Fry of the onions and garlic in the olivoil in a soup pot. Add the spices and sambal oelek and stir around letting the spices get some of the heat and start to release its flavours. Add the lentils and stir around letting the lentils melt slightly with the spices. Pour over the chicken stock and let cook for ca 30 minutes or until the lentils are soft and cooked. Please beware that the lentils to tend to stick to the pot if left, so stir quite frequently.
Enjoy !+
Bramborak-hearty röstis for an autumn day
Try it and feed your husband with it, he will love it proper mans food !
This is how you do it:
1kg white potatoes
1 egg
sprinkling of flour
4 cloves of garlic
1 tsp marjoram
salt, pepper
oil to fry
Peel and grate the potatoes on the small grater (mind your fingers!), add the egg, pressed garlic cloves, salt, pepper, marjoram and season with salt and pepper (more salt than you think, potatoes eat salt !). Press the water out of the potatoes and in a preferably, cast iron frying pan add ca 5 mm of oil. Heat up properly and spoon in the potatoe mixture. Fry to brown on both sides and put in a warmish oven while you fry the rest.
Eaten preferably with a stew like a gulash or a creamy mushroom stew. Bramboraks can also be made big and then folded over, filled with fried liver with caraway seeds.
Dobrou Chut (bon appetit in Czech)
Light Petit-Choux, luxury in a second
The rain is pouring outside and you forgot to go to the shops and still you want something special, something to nibble while reading your book infront of the fireplace? So try this, no effort and great result!
You need:
(enough for ca 12 small wreaths)
3dl Water
100g margarine or butter
2 dl flour
3 eggs
Plastic bag, grease proof paper and some filling - custard, cream, berries, chocolate pudding but also savory things like salmon (with horseradish cream(yum)) or smoked meats etc.

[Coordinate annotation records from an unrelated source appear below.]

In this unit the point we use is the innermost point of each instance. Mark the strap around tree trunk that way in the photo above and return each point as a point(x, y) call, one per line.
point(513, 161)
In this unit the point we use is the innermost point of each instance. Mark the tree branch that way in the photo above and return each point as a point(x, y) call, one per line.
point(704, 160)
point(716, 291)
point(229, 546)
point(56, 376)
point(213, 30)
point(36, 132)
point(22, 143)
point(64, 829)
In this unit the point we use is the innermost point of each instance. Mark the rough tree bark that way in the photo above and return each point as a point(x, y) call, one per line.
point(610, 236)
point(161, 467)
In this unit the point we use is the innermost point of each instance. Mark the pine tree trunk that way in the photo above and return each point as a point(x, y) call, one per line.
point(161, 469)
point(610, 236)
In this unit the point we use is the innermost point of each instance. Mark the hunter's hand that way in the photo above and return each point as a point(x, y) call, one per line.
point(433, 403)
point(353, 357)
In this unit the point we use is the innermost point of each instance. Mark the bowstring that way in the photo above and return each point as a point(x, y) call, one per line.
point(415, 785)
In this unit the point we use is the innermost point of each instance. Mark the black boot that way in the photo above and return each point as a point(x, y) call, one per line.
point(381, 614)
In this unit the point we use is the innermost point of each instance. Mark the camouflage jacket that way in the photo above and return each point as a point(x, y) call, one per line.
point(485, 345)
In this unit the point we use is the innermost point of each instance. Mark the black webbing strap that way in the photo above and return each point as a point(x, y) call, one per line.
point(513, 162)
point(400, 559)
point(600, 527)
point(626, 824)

In a pan on the stove, in the water melt the margarine, make it cook. Add the flour, whisking all the time (the trick is to get as much air into the pastry). Stir until the paste doesn't stick to the pan but not as long so the grease from the margarine sips out. Take the pan of the stove and leave the paste to cool slightly.

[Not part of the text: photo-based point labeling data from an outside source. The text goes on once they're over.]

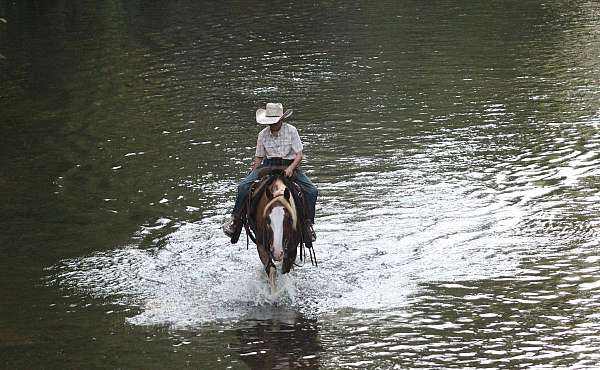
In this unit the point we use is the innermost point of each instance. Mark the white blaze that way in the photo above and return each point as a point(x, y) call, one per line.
point(276, 216)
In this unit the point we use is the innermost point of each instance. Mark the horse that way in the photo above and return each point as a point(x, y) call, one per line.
point(275, 222)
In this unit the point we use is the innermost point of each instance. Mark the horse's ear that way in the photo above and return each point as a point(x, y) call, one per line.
point(269, 192)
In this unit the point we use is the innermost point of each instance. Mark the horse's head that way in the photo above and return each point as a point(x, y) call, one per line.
point(280, 218)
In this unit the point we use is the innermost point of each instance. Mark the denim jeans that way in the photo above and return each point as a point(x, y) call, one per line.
point(308, 189)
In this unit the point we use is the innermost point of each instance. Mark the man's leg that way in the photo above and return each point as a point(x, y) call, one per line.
point(310, 195)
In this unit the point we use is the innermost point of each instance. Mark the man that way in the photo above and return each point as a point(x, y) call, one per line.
point(277, 145)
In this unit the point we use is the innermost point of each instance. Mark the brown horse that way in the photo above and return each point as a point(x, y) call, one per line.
point(276, 222)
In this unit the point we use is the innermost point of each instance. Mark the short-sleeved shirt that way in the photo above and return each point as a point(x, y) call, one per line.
point(285, 145)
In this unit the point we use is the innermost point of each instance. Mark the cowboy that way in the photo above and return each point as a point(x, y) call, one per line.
point(277, 145)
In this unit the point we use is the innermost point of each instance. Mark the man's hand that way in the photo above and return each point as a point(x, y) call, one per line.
point(289, 171)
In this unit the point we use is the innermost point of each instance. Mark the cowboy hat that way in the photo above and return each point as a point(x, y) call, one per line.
point(273, 114)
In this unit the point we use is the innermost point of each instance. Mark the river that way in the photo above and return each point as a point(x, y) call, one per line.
point(455, 146)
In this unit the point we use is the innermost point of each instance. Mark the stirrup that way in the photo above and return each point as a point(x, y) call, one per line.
point(233, 229)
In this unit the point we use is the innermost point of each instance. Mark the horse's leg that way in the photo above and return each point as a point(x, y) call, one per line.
point(270, 269)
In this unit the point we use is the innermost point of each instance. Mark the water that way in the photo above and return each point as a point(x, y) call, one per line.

One by one ad the eggs, trying to incorporate as much air as possible.
Once the eggs are incorporated, spoon the pastry into the plastic bag. Cut one corner of the bag, and make small wreaths on the grease proof baking paper.
Bake for ca 25 min in a 200 degree oven. Do not open the oven before as the pastries will fall together. Leave to cool and then cut open horizontaly and fill with yummy stuff.

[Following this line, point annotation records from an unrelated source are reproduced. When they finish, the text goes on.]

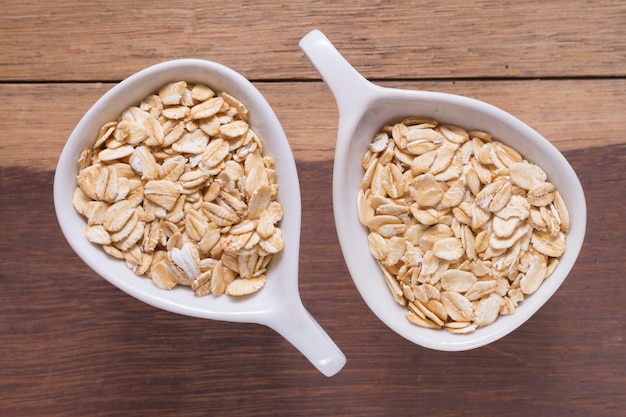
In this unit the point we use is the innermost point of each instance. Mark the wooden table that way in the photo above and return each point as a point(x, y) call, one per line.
point(71, 344)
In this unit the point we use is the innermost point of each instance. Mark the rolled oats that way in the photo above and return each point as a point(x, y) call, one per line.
point(178, 188)
point(462, 226)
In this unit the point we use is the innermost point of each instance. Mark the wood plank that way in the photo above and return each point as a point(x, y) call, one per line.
point(573, 114)
point(107, 41)
point(71, 344)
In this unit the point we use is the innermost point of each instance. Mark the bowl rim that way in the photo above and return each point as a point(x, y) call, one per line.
point(344, 202)
point(131, 91)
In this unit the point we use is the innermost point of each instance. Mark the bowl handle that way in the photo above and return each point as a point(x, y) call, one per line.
point(298, 327)
point(351, 90)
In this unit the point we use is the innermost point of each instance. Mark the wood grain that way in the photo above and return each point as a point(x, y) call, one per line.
point(71, 344)
point(414, 39)
point(44, 115)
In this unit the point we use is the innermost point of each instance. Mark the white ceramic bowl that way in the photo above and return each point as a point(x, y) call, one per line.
point(363, 109)
point(278, 304)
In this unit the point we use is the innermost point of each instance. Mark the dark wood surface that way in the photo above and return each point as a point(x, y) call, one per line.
point(71, 344)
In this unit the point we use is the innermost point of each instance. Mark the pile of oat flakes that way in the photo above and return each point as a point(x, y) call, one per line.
point(178, 188)
point(462, 226)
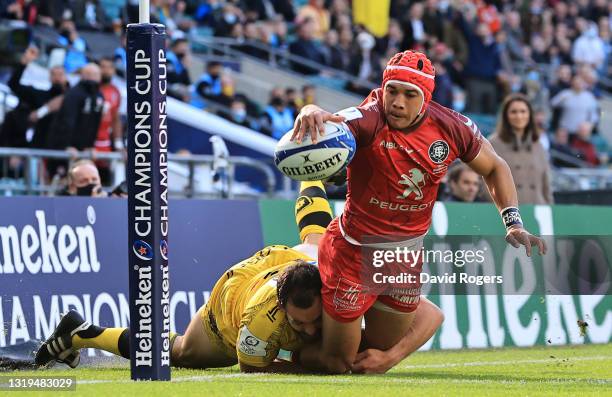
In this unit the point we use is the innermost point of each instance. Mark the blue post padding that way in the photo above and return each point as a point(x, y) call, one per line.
point(147, 202)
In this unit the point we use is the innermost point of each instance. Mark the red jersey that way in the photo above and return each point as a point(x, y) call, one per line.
point(393, 178)
point(112, 100)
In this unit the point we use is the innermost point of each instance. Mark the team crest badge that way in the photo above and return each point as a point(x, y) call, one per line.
point(438, 151)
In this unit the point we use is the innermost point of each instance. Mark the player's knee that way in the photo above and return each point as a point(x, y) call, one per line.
point(338, 365)
point(185, 356)
point(438, 316)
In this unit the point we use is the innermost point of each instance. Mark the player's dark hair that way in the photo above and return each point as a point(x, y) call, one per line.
point(299, 284)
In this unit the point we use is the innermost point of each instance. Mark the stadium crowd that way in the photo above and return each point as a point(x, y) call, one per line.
point(556, 53)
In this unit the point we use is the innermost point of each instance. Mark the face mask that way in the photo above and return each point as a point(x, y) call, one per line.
point(228, 90)
point(86, 190)
point(239, 115)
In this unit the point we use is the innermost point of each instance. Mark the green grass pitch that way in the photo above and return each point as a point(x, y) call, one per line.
point(584, 370)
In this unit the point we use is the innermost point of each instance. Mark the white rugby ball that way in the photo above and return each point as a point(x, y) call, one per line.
point(309, 161)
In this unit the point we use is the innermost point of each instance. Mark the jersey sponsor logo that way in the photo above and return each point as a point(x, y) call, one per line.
point(251, 345)
point(385, 205)
point(272, 314)
point(301, 203)
point(413, 182)
point(349, 296)
point(393, 145)
point(438, 151)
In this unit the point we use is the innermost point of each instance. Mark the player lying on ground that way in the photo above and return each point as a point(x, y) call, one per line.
point(265, 303)
point(405, 143)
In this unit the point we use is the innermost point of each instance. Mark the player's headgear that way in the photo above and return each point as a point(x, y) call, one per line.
point(413, 69)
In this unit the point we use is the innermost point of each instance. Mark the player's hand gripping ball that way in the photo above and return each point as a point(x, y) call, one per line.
point(308, 161)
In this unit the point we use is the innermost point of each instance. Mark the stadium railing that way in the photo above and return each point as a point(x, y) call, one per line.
point(277, 58)
point(180, 167)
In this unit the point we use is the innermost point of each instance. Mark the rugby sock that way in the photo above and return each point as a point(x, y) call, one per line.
point(312, 210)
point(113, 340)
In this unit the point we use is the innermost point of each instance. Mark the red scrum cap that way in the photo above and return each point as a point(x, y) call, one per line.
point(413, 69)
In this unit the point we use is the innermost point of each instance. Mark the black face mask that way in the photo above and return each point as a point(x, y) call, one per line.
point(86, 190)
point(57, 89)
point(90, 85)
point(277, 101)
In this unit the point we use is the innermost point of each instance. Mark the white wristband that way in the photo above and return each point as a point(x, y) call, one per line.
point(42, 112)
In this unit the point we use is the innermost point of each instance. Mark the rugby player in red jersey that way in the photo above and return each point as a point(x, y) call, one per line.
point(405, 143)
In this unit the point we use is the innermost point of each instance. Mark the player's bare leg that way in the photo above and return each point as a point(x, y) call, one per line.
point(427, 319)
point(196, 350)
point(419, 326)
point(338, 349)
point(192, 350)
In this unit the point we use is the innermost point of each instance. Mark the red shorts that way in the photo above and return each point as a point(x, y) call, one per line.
point(349, 289)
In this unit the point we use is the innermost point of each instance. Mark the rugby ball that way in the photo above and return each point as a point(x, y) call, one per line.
point(309, 161)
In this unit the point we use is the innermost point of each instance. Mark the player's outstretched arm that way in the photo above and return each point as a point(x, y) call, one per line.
point(499, 181)
point(427, 320)
point(310, 121)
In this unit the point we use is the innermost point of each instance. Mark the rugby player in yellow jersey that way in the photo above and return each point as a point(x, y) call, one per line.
point(268, 302)
point(265, 303)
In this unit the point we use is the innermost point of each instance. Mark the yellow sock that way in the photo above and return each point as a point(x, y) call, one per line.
point(312, 210)
point(107, 340)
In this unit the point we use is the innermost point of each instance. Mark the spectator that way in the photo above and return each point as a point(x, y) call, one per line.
point(278, 117)
point(76, 124)
point(110, 131)
point(308, 95)
point(83, 180)
point(561, 145)
point(464, 184)
point(306, 47)
point(89, 14)
point(482, 68)
point(576, 105)
point(443, 92)
point(414, 30)
point(516, 140)
point(514, 35)
point(237, 113)
point(179, 61)
point(36, 107)
point(583, 146)
point(76, 46)
point(209, 84)
point(392, 42)
point(589, 48)
point(316, 12)
point(364, 65)
point(332, 51)
point(252, 36)
point(294, 101)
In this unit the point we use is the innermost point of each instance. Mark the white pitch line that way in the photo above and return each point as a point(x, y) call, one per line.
point(511, 362)
point(256, 377)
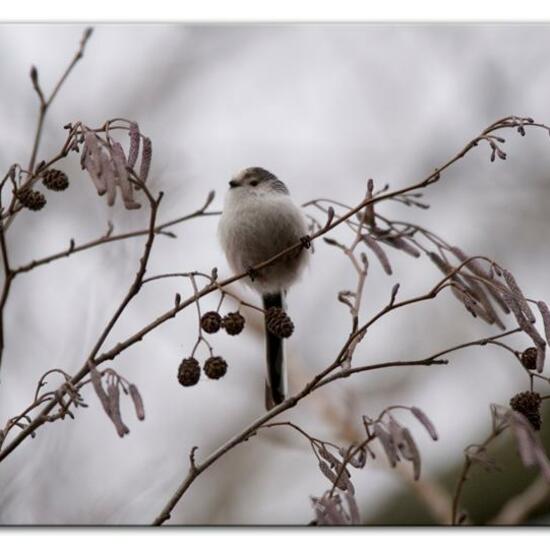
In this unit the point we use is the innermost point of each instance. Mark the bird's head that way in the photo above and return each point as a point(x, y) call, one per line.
point(257, 181)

Light, roasted potatoes from Poland
Had some lovely roasted potatoes yesterday, crunchy and yet soft, powdery in the middle. And NO GREASE involved (well just a tea spoon).
This is a Polish receipt and it is really yummy.
So what do you need?
1 kg salad potatoes, skin on
1 egg white, beaten to stiff snow
Ca 2 tbs flour
Caraway seeds (or any other spices you would like)
Salt
Pepper
Cook the potatoes until the just have a little bit of a hard centre
Heat the oven to ca 180
Drain and sprinkle them with flour, so they are coated.
Spread some oil on a baking tray.
Beat the egg white to stiff and fold the flour coated potatoes in the egg white. Add spices (in my case caraway seeds), salt and pepper
Put them on the baking tray and bake until golden.
Eat with great delight!
Lemonade, quick and easy
Simple quick receipt that is excellent to drink diluted with bubbly mineral water
1 dl sugar
2 dl water
3 Lemons.
1
In a pot cook together the sugar and water untill the sugar resolves
2
Squeeze the juices from 3 lemons and add to the sirupy water
3Pour in clean, warm bottles and refrigerate for up to one week (will never last that long though!)